If we assume that $\alpha$ is irrational, then there exists an increasing sequence of integers $(n_k)_{k \in \mathbb{N}}$ such that $\|n_k \alpha - \beta\| \to 0$. Is it possible that the rate of convergence is exponential, that is, that there exists some $\eta > 1$ such that $\eta^{n_k} \|n_k \alpha - \beta\| \to 0$?
I believe that the fact that the sequence $\{n \alpha\}_{n \in \mathbb{N}}$ is equidistributed implies that if this is true for some $\eta > 1$, then it must be true for every $\eta > 1$, so this seems to be a rather strong condition.
If the rate may be exponential for general $\alpha$ and $\beta$, what about the case when $e^{2\pi i \alpha}$ and $e^{2\pi i \beta}$ are algebraic?
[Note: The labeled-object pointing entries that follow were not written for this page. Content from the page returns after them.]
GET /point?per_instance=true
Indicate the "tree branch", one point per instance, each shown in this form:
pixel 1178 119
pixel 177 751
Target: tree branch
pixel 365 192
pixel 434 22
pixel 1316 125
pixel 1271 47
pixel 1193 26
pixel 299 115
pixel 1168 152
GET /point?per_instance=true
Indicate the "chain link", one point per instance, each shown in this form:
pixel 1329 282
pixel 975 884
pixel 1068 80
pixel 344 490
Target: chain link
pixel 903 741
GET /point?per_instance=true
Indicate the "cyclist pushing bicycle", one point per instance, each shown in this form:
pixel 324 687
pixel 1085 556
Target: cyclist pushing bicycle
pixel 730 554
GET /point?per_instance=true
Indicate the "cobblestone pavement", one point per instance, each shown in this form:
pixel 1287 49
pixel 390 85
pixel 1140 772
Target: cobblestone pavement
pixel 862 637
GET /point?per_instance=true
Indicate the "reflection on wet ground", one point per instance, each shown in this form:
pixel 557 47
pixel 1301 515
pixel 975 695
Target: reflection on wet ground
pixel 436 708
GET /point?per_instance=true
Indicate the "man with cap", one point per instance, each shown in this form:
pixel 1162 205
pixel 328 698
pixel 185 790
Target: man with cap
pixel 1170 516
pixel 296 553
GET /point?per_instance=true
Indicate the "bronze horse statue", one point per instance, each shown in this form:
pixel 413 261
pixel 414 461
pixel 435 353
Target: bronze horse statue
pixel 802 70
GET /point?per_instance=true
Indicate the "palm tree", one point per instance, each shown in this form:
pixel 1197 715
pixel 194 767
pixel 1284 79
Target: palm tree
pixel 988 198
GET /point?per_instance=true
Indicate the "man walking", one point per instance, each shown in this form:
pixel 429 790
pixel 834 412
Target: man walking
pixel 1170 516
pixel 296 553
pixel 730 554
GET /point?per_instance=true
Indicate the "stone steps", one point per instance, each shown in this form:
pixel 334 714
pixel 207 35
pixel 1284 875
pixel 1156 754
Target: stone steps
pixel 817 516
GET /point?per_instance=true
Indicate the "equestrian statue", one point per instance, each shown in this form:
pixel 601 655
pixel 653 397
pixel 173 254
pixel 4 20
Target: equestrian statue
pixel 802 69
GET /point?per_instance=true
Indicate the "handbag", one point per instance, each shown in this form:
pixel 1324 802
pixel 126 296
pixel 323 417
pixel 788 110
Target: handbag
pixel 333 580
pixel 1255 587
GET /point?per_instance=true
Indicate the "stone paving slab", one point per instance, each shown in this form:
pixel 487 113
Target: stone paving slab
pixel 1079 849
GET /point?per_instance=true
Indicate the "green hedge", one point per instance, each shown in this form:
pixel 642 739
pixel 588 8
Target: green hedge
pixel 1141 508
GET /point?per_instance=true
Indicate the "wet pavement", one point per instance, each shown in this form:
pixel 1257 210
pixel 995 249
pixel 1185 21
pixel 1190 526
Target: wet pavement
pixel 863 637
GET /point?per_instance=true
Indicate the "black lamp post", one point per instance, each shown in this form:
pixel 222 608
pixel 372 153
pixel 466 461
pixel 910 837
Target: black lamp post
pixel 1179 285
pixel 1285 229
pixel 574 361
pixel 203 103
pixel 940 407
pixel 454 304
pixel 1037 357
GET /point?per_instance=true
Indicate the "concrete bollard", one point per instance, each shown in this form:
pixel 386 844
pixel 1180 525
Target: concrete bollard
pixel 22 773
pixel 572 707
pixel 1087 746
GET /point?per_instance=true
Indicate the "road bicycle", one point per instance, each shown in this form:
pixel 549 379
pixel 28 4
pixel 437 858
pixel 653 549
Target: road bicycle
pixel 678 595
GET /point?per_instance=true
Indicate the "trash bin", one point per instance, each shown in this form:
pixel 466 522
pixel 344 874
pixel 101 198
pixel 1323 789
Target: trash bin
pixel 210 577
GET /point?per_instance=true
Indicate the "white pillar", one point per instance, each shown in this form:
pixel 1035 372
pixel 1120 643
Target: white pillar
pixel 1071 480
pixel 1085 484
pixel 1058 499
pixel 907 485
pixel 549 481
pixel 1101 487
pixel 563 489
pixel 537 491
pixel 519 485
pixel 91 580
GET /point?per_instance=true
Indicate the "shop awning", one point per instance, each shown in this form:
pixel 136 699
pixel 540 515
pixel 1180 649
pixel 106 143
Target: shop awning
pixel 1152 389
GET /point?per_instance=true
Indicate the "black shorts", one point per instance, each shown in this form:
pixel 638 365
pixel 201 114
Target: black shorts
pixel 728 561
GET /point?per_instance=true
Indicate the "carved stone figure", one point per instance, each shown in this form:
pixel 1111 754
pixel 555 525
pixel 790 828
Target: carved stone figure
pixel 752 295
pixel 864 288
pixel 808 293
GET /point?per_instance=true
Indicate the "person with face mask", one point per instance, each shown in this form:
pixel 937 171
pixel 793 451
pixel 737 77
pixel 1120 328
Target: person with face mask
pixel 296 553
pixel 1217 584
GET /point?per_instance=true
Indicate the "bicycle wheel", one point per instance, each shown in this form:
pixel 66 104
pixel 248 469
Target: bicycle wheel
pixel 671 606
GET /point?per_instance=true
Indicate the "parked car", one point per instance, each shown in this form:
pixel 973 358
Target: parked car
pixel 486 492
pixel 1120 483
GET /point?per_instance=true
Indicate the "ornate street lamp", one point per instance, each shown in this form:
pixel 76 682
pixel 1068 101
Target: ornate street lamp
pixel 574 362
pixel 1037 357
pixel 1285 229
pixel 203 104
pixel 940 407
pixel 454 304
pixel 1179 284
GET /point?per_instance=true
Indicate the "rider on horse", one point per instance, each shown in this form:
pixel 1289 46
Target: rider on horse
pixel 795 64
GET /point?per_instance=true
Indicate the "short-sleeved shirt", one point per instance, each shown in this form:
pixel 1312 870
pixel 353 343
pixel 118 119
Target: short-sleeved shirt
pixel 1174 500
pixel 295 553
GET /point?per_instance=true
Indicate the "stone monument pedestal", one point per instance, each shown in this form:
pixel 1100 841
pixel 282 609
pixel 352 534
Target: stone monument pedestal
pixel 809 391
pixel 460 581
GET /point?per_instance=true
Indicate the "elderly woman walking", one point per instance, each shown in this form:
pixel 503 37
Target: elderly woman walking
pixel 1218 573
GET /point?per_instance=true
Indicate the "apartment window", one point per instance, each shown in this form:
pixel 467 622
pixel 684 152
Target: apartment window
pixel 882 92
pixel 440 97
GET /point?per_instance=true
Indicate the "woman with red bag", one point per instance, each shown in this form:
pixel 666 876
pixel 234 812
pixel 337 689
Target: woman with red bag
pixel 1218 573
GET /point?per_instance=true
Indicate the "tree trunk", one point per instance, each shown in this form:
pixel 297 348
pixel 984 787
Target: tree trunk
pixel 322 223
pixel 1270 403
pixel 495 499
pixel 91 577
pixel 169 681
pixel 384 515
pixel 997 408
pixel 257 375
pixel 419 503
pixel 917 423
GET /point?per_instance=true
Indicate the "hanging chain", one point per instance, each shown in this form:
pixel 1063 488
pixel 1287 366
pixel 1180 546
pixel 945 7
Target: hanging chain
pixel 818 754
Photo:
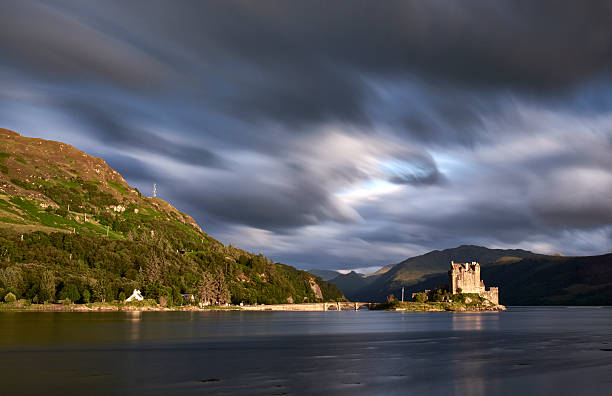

 A: For the algebraic case a lot is known. There is a deep result of Gelfond (see A. O. Gelfond, Transcendental and Algebraic Numbers, Dover, New York, 1960) that if $\lambda$ is an algebraic number of absolute value 1, then for every $\epsilon>0$ there is a constant $C>0$ such that $$|\lambda^n-1|>Ce^{-n\epsilon}$$ for all $n\ge1$. More recent work of Feldman (see Chapter 9 in  Stolarsky's book Algebraic Numbers and Diophantine Approximation, Dekker, 1974) actually shows that there are effectively computable numbers $C=C(\lambda)>0$ and $N=N(\lambda)\ge1$ such that
$$|\lambda^n-1|>Cn^{-N}$$
for all $n\ge1$.
These diophantine results are very useful while investigating the dynamical properties of maps defined algebraically, e.g. automorphisms of tori. See for example my paper "Dynamical Properties of Quasihyperbolic Toral Automorphisms", Ergod. Th. Dynam. Sys. 2 (1982), 49--68.
A: Certainly it is possible for the rate to be exponential: for example, if we define a sequence $(d_n)$ by $d_1:=2$, $d_{n+1}:=2^{d_n}$ then the number
$$\alpha:=\sum_{n=1}^\infty \frac{1}{d_n}$$
satisfies
$$\{d_n\alpha\}=\sum_{k=n+1}^\infty \frac{1}{d_k} \in \left(\frac{1}{d_{n+1}},\frac{2}{d_{n+1}}\right)$$
and we have $d_{n+1}=2^{d_n}$ so the size of this fractional part is exponentially small relative to $d_n$. In the case $\beta=0$ you can construct more general examples using the theory of continued fractions.